Duitse officieren van justitie zaten op de informatie dat ze zo'n 1200 kunstwerken hadden geconfisqueerd die door nazi's waren gestolen voor de Tweede Wereldoorlog verborgen in een appartement in München in 2012, totdat de vondst openbaar werd gemaakt door een stuk gepubliceerd in een Duits nieuwsmagazine, Spiegel, in 2013. In de nasleep van het protest na de onthulling, besteedde een taskforce twee jaar en bijna $ 2 miljoen aan een project om de gestolen werken terug te geven aan hun rechtmatige eigenaars. Toch is de herkomst van slechts vijf kunstwerken bepaald, schrijft Melissa Eddie voor de New York Times .
gerelateerde inhoud
- Duitsland herwerkt de Commissie die de restitutie voor nazi-geplunste kunst regelt
De gestolen kunst werd verzameld door Hildebrand Gurlitt, de zogenaamde 'kunsthandelaar voor de Führer', die door Joseph Goebbels, Hitler's propagandahoofd, de opdracht kreeg om kunst te verkopen die de nazi's in beslag hadden genomen. In plaats daarvan lijkt het erop dat Gurlitt de kunst heeft verzameld en gedurende de oorlog ongeveer een miljard dollar aan tekeningen en schilderijen heeft bewaard, meldt Philip Oltermann voor de Guardian . De collectie, inclusief stukken van Pablo Picasso, Henri Matisse, Max Beckmann en Paul Klee, was verborgen in de flat van Grulitt's zoon, Cornelius Gurlitt. Ambtenaren werden voor het eerst op de hoogte gebracht van de kunst nadat Cornelius werd onderzocht wegens belastingontduiking.
Slechts een week nadat Spiegel het bestaan van de collectie had onthuld, werden enkele van de werken op een website geplaatst, LostArt.de, om mensen te helpen opnieuw contact te maken met hun verloren kunst. Sindsdien heeft de speciaal aangewezen task force vastgesteld dat 276 stukken zijn gemaakt door leden van de familie Gurlitt of zijn gemaakt na 1945, meldt Eddy. Ze verifieerden dat 231 tot Duitse musea behoorde voordat de nazi's ze in beslag namen.
Eddy schrijft:
Onder de werken waarvan de geschiedenis is opgespoord, zijn er vier hersteld in de families van hun oorspronkelijke eigenaren. Ze omvatten een olieverfschilderij van Max Liebermann, 'Two Riders on a Beach', dat voor een veiling $ 2, 9 miljoen verkocht, en een portret van Matisse, 'Femme Assise' of 'zittende vrouw / vrouw zittend in een leunstoel', dat was gegeven aan de nakomelingen van Paul Rosenberg. Andere gerestaureerde werken zijn een Pissarro en een tekening van Carl Spitzweg.

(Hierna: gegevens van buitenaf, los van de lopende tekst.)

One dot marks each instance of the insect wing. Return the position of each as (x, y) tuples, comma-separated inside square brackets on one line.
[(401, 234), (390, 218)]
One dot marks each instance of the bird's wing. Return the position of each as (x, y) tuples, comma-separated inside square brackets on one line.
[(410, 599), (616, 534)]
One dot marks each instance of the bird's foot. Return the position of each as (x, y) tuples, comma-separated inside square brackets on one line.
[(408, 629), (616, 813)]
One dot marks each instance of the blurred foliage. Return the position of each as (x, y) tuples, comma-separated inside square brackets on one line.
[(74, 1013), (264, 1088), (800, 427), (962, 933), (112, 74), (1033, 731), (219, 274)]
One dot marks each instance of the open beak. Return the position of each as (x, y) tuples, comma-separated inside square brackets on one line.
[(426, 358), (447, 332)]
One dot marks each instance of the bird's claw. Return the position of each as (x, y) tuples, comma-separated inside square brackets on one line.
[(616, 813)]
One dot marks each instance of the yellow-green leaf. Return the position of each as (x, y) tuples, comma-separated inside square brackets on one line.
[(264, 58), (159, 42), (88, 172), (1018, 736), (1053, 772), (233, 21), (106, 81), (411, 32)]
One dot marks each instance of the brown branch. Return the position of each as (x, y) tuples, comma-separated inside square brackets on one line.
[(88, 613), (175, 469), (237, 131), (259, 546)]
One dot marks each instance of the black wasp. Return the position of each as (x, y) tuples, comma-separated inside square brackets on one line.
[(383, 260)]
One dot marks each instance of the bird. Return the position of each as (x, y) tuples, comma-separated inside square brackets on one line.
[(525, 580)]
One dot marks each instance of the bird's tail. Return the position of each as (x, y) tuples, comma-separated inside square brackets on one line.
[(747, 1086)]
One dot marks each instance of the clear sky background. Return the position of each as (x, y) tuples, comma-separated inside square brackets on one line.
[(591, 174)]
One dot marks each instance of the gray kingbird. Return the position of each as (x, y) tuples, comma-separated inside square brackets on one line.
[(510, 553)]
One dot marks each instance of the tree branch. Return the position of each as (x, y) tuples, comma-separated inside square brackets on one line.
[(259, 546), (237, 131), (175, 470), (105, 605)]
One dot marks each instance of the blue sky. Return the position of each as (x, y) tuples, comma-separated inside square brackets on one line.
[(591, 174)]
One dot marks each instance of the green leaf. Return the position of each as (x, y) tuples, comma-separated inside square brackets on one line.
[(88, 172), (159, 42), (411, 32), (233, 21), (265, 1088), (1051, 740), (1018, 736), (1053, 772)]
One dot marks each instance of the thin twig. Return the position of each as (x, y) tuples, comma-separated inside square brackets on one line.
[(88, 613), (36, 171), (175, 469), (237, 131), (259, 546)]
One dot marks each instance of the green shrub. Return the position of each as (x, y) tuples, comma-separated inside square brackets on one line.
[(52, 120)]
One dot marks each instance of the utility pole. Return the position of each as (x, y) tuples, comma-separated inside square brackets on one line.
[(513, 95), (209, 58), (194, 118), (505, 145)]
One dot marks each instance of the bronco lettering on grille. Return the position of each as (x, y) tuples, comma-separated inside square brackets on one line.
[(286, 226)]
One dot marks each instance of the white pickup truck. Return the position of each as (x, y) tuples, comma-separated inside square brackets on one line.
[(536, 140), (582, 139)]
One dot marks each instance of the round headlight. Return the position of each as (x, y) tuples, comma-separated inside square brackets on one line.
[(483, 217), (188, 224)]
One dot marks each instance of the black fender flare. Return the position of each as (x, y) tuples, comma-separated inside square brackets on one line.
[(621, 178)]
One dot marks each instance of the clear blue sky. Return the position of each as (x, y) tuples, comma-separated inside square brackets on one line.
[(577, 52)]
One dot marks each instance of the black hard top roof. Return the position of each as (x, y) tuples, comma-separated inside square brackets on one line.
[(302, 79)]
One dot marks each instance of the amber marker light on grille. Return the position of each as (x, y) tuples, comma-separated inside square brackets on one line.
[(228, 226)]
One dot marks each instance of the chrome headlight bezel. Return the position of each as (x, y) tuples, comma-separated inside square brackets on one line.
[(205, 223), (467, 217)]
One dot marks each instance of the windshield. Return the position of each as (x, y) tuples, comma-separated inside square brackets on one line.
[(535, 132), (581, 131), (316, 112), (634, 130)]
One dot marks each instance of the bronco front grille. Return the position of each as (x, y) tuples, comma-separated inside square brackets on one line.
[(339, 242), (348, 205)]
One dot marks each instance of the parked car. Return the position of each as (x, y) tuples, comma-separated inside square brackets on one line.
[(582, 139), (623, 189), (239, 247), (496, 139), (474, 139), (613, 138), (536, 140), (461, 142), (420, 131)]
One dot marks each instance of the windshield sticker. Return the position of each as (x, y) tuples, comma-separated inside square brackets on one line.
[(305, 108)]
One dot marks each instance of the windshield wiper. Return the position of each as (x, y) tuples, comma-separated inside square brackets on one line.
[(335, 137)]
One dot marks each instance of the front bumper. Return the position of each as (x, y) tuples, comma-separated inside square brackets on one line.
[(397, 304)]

Het vijfde werk, een tekening van Adolph von Menzel, was vastbesloten te zijn geplunderd, maar is nog niet teruggegeven aan de rechtmatige eigenaars.
De Duitse minister van Cultuur, Monika Grütters, prees de successen van de werkgroep. "Een les die we hebben geleerd zal ons bijblijven, namelijk dat snelheid en grondigheid niet allebei mogelijk zijn in onderzoek naar de herkomst", vertelde ze de New York Times .
Het gebrek aan transparantie bij de werkgroep heeft echter, naast de beperkte ontdekkingen, kritiek gekregen van Joodse groepen. Tot nu toe zijn de resultaten "mager en niet bevredigend", zegt Ronald Lauder, de president van het Joodse Wereldcongres, in een verklaring, meldt Reuters (via de Jerusalem Post ). Omdat veel van de nazi-slachtoffers in de 90 zijn, is de tijd vooral kritisch als het gaat om het vinden van de eigenaars van deze werken.
Hoewel alleen deze vijf werken tot nu toe zijn getraceerd, heeft de groep vastgesteld dat 499 werken "een twijfelachtige geschiedenis hebben", voegt het rapport van Reuters eraan toe. De Duitse Lost Art Foundation, die toezicht hield op de task force, kondigde aan dat deze maand een nieuwe fase van het project zal beginnen, die zal blijven zoeken naar de oorspronkelijke huizen voor die werken die nog in hechtenis zijn.
Noot van de redactie, 19 januari 2016: de titel van dit bericht is gewijzigd om te verduidelijken dat de vijf kunstwerken stukken waren die door nazi's waren gestolen.